This is the second of a series of articles reviewing tools for fitness professionals. Over time I will be reviewing more physical tools, software, and apps for use in your fitness business. (Though I’ll be reviewing the just plain fun stuff as well.)
While there are several tools online for calculating calories and macronutrients, there can be clients that you just want to keep a closer eye on. Some clients need the accountability of knowing Big Brother (or Coach) is watching and they don’t want to let you, or themselves, down. The tools for remote training that we are looking at today are Google Hangout and Google Drive.
Did I mention that Google Hangout is a free tool you can use to meet with your clients anywhere? What if you have clients who travel but need to be held accountable on diet, or one of them is having a bit of a cheesecake existential crisis? Pop on to Hangout with your clients, show them the Google Drive spreadsheets where you’ve been tracking their weights and body fat percentages, and give them all the reasons in the world to not give up. And do it all at no charge to yourself. You look like a hero, they sign on for the lifetime training plan, and it’s all at no cost to you aside from taking the time to set up your document templates and YouTube playlists, and that’s only if you’re as detail oriented as I am.

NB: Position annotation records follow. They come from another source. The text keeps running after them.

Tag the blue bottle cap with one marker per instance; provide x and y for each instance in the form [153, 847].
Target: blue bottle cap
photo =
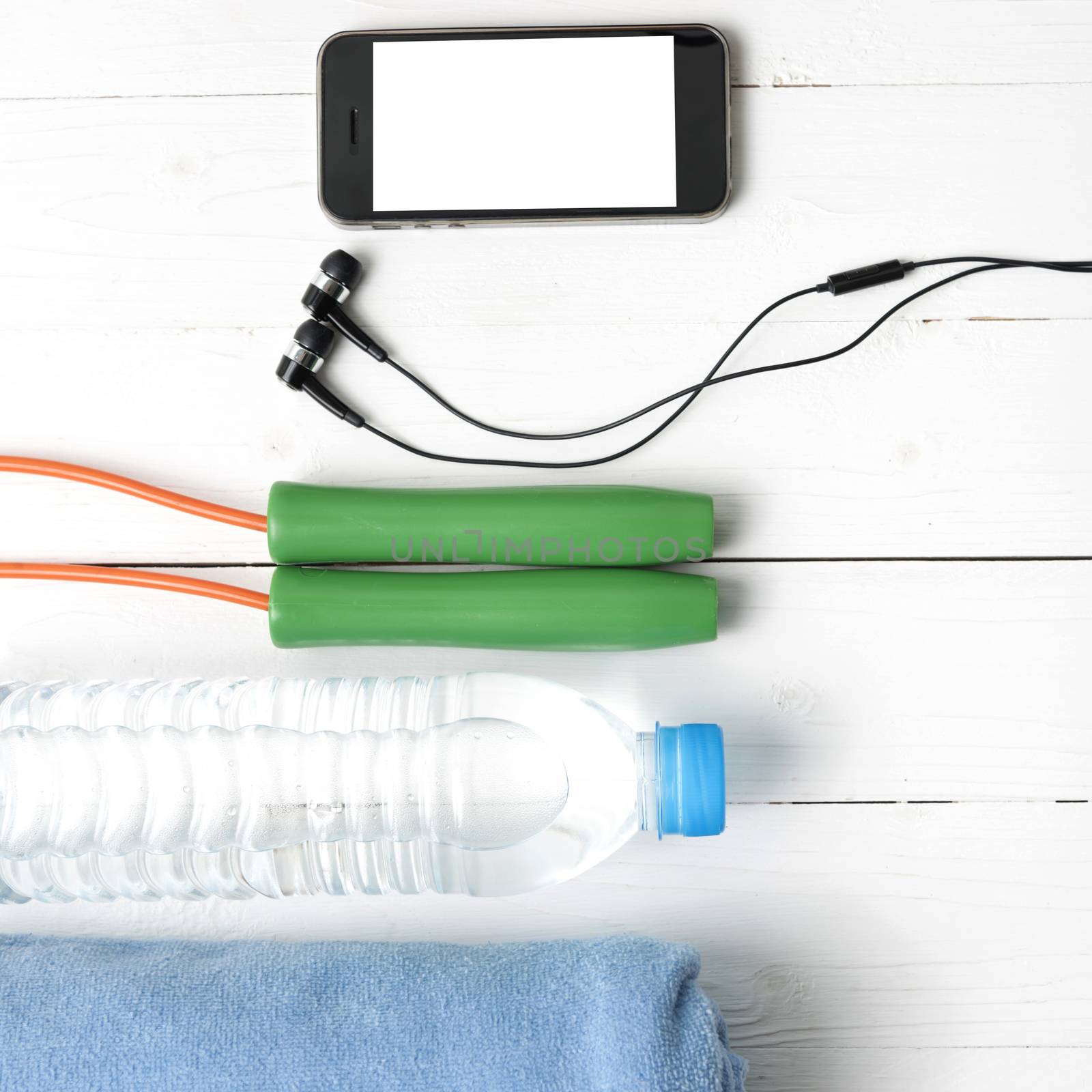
[691, 773]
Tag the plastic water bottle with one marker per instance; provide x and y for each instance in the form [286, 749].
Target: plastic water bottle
[485, 784]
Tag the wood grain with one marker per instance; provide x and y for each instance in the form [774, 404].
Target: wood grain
[158, 224]
[176, 48]
[827, 926]
[835, 682]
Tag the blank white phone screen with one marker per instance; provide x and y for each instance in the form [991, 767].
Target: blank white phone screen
[511, 124]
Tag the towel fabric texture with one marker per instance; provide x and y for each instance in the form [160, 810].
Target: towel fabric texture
[616, 1015]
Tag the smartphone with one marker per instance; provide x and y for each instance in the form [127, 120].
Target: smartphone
[459, 128]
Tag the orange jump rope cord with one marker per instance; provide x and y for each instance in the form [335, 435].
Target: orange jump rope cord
[72, 472]
[136, 578]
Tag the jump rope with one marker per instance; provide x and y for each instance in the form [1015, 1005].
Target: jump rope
[600, 600]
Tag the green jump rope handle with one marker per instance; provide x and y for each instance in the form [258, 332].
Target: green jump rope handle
[522, 609]
[551, 526]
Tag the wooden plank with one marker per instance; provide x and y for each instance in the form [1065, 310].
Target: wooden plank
[201, 212]
[911, 1069]
[827, 926]
[937, 440]
[835, 682]
[207, 48]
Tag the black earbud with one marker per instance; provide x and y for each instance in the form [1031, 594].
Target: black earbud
[339, 274]
[311, 345]
[303, 358]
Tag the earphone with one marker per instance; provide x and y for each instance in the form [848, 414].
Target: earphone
[340, 273]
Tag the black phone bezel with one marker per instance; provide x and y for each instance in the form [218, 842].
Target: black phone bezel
[702, 127]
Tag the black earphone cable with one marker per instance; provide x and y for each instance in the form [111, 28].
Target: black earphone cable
[691, 392]
[358, 338]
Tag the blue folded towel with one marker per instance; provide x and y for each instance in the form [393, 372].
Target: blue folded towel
[617, 1015]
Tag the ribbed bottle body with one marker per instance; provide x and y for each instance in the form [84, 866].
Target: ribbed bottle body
[485, 784]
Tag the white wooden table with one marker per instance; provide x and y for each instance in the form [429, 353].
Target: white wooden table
[904, 533]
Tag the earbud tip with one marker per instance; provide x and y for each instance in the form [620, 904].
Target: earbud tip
[343, 268]
[315, 338]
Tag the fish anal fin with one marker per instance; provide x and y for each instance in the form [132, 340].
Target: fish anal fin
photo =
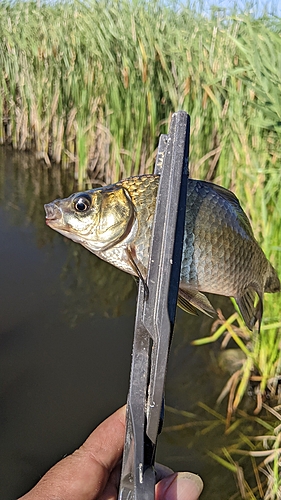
[250, 304]
[190, 300]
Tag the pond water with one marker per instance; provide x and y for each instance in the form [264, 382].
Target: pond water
[66, 334]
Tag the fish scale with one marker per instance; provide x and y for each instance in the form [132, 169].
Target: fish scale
[220, 254]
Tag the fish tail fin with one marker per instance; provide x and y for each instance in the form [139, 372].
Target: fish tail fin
[251, 307]
[272, 282]
[191, 300]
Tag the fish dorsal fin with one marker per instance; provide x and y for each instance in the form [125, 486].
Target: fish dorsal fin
[190, 300]
[251, 306]
[233, 200]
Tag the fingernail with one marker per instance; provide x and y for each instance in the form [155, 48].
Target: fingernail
[193, 480]
[182, 486]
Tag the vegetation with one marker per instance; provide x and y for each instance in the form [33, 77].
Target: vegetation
[93, 84]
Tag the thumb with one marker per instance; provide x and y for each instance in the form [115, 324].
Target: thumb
[179, 486]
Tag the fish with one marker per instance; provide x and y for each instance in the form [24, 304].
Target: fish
[220, 254]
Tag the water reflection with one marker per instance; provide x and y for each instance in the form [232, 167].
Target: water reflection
[66, 335]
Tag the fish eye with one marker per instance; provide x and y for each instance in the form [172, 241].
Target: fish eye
[82, 204]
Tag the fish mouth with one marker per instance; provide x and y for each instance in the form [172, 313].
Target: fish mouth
[53, 213]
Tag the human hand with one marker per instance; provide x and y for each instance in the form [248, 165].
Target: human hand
[93, 471]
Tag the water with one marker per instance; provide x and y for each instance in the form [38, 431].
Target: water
[65, 345]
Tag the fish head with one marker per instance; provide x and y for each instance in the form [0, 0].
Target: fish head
[98, 218]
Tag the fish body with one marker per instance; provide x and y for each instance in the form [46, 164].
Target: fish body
[220, 254]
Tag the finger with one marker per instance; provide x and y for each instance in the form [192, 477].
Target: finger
[179, 486]
[84, 474]
[162, 471]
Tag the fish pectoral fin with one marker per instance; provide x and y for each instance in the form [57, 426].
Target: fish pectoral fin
[190, 300]
[250, 304]
[137, 271]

I also use the sharable Google documents for workout schedules, daily journals, and of course weight and measurement tracking. While I know that Skype is also an available option, and does do desktop sharing, I prefer using Google Hangout for the easy access to my Google Drive documents and YouTube videos and playlists.
One of my favorite uses for Google Hangout is movement review. You can have your clients video themselves using a cellphone, laptop, or small digital camera, upload the video privately to YouTube, and have them share it over your Google Hangout session. Live feedback can be given, and other videos to show proper form can be shared. You may be able to also view your clients trying to perform the corrected movement in real time, if they don’t experience any of the hardware limitations listed below.
Before I get into these details, I’d like to point out that none of these items actually have to do with issues with Google Hangout or any of the tools I mention above. The below problems are actually issues with the tools we use to use these tools (think about that one for a moment).
Hardware limitations can play a large role in how useful Google Hangout will be to your business. Do you have a decent web camera? Do your clients? If not they won’t be able to do live corrections on video. I generally only train remote clients whom I’ve previously trained with in person or I know have a good movement base due to videos they have taken and shown me. I would never train a brand new client remotely, nor coach him or her in anything that it wouldn’t be safe for me to not be present for, as Google has not perfected magical remote internet spotting…yet.
Bandwidth can also be an issue. Much like when playing video games, a low bandwidth can cause frame rate issues and provide jumpy video that is not conducive to training. While most people have cable modem or fiber optic service to their homes at this time, if your client wants to meet with you from a Starbucks and have you show them some moves live, there may be some issues.
While I can give an overview of the pros and cons of using online tools like Google Drive and Hangout to train remotely, there is one key ingredient that can make or break this experience: user adoption. Know thy clients. If you have a client base of executives who use smartphones eighteen hours a day and are Excel master users, then this may be a great tool for you. But if your main client base still checks their email once a week and doesn’t believe in moving past dial-up internet, you might want to hold off on enthusiastically embracing the digital future and stick to in-person local training, which is still, hands down, my favorite kind.